Until the 1988 Olympic Games in Seoul, South Korea largely devoted itself to rebuilding the country after the Korean War. Once it emerged from isolation, though, the government quickly decided to vigorously support the nation's artists, funding art centers, galleries, and private art museums across the country. (South Korea holds its own major art fair, KIAF, in Seoul in the fall.) Today, its artists have emerged from the shadows of China and Japan to gain more than a foothold in the consciousness of art lovers, and to share the benefits of the general excitement about Asian art. This has translated into higher prices at auction, and the establishment of Korean galleries in Beijing, Hong Kong, New York, and Los Angeles.
Korean art’s growing prominence can be attributed to a variety of factors. “Japan’s contemporary art is not as edgy as Korea’s, and Chinese prices are often out of reach,” said dealer Jiyoung Koo, former head of the Korean art department at Sotheby’s New York. “This gives it an advantage in the market for buyers interested in provocative works that are not exorbitant. Also, the government gives it a big push. All this conspired to help Korean art really take off in spring 2007.” The highest reported price paid for the work of a living Korean artist is $1.94 million for a large 1978 painting by Lee U-Fan, From Point, which sold at a Sotheby's New York contemporary art auction in June 2007.“If anything holds it back, it is its diversity," added Hyunsoo Woo, associate curator of Korean art at the Philadelphia Museum of Art. "But then, that’s also its strength. Painting, sculpture, video and installation are all vital, and you can’t generalize about any of them.”
This was apparent walking the aisles of the fair. Gana Art, which also has a New York gallery, offered an especially powerful work by photographer Kim in Sook, who trained with the Thomas Ruff in Dusseldorf. Like many of her trademark images, the work had a voyeuristic quality, which she achieves by peering though windows with her camera to capture the loneliness in urban environments, in the manner of a more cynical Walker Evans.

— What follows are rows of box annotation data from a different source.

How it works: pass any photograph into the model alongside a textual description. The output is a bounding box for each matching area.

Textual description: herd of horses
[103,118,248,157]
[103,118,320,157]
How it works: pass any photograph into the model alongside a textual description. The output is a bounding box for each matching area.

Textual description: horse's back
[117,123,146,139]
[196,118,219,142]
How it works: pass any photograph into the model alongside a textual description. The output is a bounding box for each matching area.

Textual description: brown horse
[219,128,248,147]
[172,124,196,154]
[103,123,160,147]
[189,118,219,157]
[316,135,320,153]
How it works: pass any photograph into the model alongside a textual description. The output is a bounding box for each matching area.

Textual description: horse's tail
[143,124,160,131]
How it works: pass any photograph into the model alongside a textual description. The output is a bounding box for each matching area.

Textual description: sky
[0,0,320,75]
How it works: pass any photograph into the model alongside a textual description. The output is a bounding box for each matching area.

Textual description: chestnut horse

Kim Dong-Yoos large oils on canvas of icons like Marilyn Monroe and Audrey Hepburn at the Lee Hwak Gallery initially look like clones of Warhol silkscreens, but he places image upon image, so that in Audrey Hepburn vs. Gregory Peck, traces of Peck’s face are embedded in Hepburn's, producing an effect very different from Warhol.
Gallery Artside featured Seung Wook Sims strong Black Mutated Ornamentation. Mounted on a steel frame, it's composed of mounds and tendrils of melted black glue that form a mass that looks like a cross between a web and lava. At Juliana Gallery, Won Sun Paiks Pause, a large square enclosed ink drawings of people and animals, which highlighted the relationship between the rice paper’s texture and the figures’ delicacy. In the same space, there stood the infinitely graceful Calligraphy, a sculpture of two painted bronze figures, one white and the other black, all sensual curves, tenuously entwined like dancers.
By the fair’s end, Misun Pyo, chairman of the Galleries Association of Korea, reported that sales had gone well. “It’s exceeded our most optimistic expectations,” Misun said. “What I liked best was seeing people's surprise at the quality and the variety. We’ll be back.”